I absolutely agree that leaders should define purpose and meaning for their leadership. It could be for self or for others. People should sense and feel the meaning of effort. they should see the direction and over and above, they should put their possible effort to achieve that purpose or common goal.
Leadership is not about skill, it is about curiosity. It means leaders should be curious and should generate curiosity in others. If they can generate curiosity in others towards their objective, then they are successful. Otherwise, they are not successful.
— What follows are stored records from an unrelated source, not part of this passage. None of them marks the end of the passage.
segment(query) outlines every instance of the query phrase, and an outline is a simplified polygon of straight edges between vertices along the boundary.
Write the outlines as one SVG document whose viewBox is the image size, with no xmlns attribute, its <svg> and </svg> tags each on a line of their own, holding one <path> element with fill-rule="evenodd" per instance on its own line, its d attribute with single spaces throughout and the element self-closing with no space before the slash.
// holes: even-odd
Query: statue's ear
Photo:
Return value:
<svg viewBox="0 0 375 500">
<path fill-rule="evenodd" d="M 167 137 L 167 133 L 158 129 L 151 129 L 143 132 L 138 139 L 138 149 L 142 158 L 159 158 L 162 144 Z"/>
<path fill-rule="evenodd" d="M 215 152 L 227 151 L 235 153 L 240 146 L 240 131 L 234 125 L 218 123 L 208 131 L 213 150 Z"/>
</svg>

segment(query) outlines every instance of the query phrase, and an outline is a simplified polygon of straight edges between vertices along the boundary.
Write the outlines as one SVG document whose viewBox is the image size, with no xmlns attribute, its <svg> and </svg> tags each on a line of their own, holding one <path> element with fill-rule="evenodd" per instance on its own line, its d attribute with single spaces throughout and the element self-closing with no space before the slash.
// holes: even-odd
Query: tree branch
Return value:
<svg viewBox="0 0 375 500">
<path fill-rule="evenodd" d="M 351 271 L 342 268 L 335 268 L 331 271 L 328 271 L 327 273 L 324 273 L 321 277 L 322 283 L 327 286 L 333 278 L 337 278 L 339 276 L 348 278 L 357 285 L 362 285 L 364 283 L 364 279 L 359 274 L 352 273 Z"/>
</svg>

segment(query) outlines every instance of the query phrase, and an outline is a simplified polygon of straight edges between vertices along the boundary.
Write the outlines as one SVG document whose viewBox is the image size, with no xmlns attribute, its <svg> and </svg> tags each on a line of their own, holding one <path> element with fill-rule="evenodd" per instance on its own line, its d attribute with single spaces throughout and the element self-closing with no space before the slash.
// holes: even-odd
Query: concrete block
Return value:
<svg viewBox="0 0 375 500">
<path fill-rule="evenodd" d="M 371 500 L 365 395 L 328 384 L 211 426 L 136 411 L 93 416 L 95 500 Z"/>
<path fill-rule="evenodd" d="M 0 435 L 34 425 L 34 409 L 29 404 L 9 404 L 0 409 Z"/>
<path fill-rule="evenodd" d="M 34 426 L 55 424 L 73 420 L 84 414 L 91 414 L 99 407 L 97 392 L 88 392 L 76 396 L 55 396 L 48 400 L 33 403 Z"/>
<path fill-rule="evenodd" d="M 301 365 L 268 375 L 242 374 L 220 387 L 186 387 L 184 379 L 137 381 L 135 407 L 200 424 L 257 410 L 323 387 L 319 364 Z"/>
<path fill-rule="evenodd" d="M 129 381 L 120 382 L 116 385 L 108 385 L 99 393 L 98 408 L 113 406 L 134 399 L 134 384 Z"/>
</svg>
A genuine appreciation and a quick acknowledgement of good work/efforts inspire me to put in more and get better committed. Engagement is a direct act of work satisfaction what we get with empowerment and freedom in operations.
One thing what I have learnt is that be human and natural once you go up in exceutive ladder of success. People do reciprocate once you demonstrate your good traits. The human touch and good treatment with respect can bring in the desired results if done by way of a regular habit. Such things will also shape one’s character which will be the backbone of an individual/organization success.
Dan, now I understand the gap. Hope you are well. This is such an important topic. Some think of engagement as this mystical thing that is difficult to achieve. As you share, beautifully, it’s not complex, just difficult.
I try to remember five key questions about other’s experience.
Sorry, must have had a hiccup in cyber land. Anyway, the five surround:
2. Clarity around role, expectations
5. Meaningful work
I find that by understanding my behavior in helping them fit, be clear, be supported, and feel valued that “mystical and magical” things often happens with their engagement. Thanks for supplying this post.
Oh…and a heart of gratitude helps us see and interact in the world in far different ways.